GLP-1R signaling modulates colonic energy metabolism, goblet cell number and survival in the absence of gut microbiota

Gut microbiota increases energy availability through fermentation of dietary fibers to short-chain fatty acids in conventionally raised mice. Energy deficiency in germ-free (GF) mice increases glucagon-like peptide-1 (GLP-1) levels, which slows intestinal transit. To further analyze the role of GLP-1-mediated signaling in this model of energy deficiency, we re-derived mice lacking GLP-1 receptor (GLP-1R KO) as GF. GLP-1R KO mice were rederived as GF through hysterectomy and monitored for 30 weeks. Mice were subjected to rescue experiments either through feeding an energy-rich diet or colonization with a normal cecal microbiota. Histology and intestinal function were assessed at different ages. Intestinal organoids were assessed to investigate stemness. Unexpectedly, 25% of GF GLP-1R KO mice died before 20 weeks of age, associated with enlarged ceca, increased cecal water content, increased colonic expression of apical ion transporters, reduced number of goblet cells and loss of colonic epithelial integrity.

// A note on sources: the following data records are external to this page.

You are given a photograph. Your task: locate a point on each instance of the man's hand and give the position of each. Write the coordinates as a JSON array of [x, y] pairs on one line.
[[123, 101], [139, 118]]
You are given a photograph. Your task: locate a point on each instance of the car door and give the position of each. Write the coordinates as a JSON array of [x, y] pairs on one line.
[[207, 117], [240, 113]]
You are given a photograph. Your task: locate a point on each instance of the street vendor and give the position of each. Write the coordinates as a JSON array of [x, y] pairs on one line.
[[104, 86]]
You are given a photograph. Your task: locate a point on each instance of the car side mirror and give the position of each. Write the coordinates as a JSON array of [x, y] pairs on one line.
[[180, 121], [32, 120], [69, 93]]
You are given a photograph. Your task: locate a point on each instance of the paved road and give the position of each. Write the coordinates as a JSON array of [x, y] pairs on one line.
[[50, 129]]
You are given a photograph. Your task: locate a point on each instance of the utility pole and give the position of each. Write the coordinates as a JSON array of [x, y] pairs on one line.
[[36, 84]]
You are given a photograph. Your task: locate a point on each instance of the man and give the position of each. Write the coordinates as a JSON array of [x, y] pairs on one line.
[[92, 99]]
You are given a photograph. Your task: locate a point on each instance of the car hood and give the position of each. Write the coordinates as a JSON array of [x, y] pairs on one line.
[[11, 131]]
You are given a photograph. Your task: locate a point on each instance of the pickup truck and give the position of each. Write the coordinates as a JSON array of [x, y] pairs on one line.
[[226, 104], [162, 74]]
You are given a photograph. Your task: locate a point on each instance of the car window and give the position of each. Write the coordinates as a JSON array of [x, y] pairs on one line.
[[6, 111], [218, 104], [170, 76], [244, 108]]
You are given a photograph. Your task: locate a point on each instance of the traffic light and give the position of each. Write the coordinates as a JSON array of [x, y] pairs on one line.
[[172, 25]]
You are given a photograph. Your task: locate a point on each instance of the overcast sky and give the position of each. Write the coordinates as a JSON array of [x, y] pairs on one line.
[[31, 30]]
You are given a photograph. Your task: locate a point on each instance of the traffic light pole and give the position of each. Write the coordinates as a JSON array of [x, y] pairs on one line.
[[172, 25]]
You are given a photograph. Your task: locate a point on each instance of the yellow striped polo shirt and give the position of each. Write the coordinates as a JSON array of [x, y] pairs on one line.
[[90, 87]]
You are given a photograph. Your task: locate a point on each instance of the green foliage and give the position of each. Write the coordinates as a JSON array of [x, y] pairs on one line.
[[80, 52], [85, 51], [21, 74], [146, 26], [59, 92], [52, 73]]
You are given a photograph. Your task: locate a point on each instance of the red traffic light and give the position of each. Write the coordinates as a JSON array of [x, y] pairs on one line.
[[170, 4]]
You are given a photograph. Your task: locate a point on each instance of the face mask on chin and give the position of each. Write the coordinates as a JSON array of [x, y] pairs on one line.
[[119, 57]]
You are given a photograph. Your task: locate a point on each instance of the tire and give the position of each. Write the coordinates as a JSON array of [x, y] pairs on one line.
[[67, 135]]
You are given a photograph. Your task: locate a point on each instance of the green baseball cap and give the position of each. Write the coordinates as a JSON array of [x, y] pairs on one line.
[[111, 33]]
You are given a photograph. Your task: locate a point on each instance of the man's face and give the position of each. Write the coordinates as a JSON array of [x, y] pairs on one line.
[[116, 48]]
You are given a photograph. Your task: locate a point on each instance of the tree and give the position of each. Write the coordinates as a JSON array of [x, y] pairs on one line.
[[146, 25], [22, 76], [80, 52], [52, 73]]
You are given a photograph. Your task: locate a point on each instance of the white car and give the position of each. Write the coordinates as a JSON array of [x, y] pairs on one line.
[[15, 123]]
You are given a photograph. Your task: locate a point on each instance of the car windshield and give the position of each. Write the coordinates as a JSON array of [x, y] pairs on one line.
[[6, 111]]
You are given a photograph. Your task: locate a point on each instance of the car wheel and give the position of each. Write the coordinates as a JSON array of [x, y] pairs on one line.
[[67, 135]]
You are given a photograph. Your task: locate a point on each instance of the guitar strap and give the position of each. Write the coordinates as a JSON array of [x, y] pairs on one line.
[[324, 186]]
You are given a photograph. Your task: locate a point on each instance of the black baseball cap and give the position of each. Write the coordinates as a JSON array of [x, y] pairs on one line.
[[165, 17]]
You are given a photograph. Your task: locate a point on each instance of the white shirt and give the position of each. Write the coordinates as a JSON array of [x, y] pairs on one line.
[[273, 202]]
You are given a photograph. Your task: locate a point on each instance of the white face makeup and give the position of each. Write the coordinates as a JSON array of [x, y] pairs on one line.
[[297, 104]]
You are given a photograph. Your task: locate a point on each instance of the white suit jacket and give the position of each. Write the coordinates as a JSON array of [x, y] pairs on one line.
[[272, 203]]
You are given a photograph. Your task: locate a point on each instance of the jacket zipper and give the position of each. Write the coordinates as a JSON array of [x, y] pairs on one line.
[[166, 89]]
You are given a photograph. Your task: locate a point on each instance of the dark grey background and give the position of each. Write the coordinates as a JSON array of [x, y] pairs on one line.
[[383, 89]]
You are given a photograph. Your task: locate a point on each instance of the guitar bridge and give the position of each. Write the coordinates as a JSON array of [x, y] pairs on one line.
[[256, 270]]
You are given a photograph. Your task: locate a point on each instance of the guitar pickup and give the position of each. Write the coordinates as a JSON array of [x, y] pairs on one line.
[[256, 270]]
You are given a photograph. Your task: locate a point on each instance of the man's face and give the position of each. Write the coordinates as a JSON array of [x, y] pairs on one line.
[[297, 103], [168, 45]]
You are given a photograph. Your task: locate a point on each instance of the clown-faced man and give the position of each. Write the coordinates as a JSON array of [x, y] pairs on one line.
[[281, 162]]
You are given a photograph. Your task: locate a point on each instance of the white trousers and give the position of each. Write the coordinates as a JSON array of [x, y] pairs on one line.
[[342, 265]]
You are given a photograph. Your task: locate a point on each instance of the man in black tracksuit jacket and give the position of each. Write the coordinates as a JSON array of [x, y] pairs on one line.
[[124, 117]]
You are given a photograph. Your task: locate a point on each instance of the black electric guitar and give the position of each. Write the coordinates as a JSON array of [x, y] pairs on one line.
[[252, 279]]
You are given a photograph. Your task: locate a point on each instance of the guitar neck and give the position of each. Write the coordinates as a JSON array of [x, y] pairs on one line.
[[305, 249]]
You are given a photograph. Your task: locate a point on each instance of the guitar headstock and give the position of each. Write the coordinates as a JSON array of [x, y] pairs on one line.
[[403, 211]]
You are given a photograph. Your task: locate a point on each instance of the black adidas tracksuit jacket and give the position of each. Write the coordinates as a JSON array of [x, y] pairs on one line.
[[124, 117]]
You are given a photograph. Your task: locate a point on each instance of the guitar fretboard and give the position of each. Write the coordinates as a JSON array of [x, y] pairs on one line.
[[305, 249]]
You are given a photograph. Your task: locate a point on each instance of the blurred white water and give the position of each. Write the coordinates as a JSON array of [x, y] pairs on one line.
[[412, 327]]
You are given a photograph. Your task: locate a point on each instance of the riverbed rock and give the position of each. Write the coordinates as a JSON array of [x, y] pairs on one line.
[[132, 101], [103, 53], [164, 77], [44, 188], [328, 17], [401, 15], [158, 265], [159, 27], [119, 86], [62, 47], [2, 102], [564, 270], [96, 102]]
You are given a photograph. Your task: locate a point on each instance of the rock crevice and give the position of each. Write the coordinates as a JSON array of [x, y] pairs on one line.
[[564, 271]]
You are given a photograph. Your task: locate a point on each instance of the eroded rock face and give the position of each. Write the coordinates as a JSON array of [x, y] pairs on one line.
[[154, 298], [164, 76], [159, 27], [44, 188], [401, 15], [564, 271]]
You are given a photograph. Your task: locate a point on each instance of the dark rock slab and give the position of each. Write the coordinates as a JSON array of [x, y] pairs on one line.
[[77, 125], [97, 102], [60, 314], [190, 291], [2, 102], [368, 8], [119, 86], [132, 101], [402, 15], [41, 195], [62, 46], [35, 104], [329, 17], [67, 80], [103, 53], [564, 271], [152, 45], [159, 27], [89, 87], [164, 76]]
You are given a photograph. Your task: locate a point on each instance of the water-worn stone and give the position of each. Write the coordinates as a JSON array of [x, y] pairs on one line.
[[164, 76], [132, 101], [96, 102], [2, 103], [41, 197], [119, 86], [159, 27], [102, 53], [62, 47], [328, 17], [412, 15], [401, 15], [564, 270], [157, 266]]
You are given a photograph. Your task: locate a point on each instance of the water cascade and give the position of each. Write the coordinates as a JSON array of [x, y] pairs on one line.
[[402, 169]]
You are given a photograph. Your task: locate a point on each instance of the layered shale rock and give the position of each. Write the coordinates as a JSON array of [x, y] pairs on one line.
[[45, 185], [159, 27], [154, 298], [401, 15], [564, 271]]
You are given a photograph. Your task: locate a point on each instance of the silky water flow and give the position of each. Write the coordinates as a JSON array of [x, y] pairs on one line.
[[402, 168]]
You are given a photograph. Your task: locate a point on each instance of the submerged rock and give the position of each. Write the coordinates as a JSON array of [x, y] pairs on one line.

Colonocytes from GLP-1R KO mice were energy-deprived and exhibited increased ER-stress; mitochondrial fragmentation, increased oxygen levels and loss of stemness. Restoring colonic energy levels either by feeding a Western-style diet or colonization with a normal gut microbiota normalized gut phenotypes and prevented lethality. Our findings reveal a heretofore unrecognized role for GLP-1R signaling in the maintenance of colonic physiology and survival during energy deprivation. •Deletion of GLP-1R in germ-free mice is associated with increased lethality.•Germ-free GLP-1R KO mice have a reduced number of goblet cells in the colon.•GLP-1R signaling is essential for maintaining mitochondrial function during energy deprived states.•Absence of GLP-1R signaling in germ-free mice reduces stemness in colonic crypts.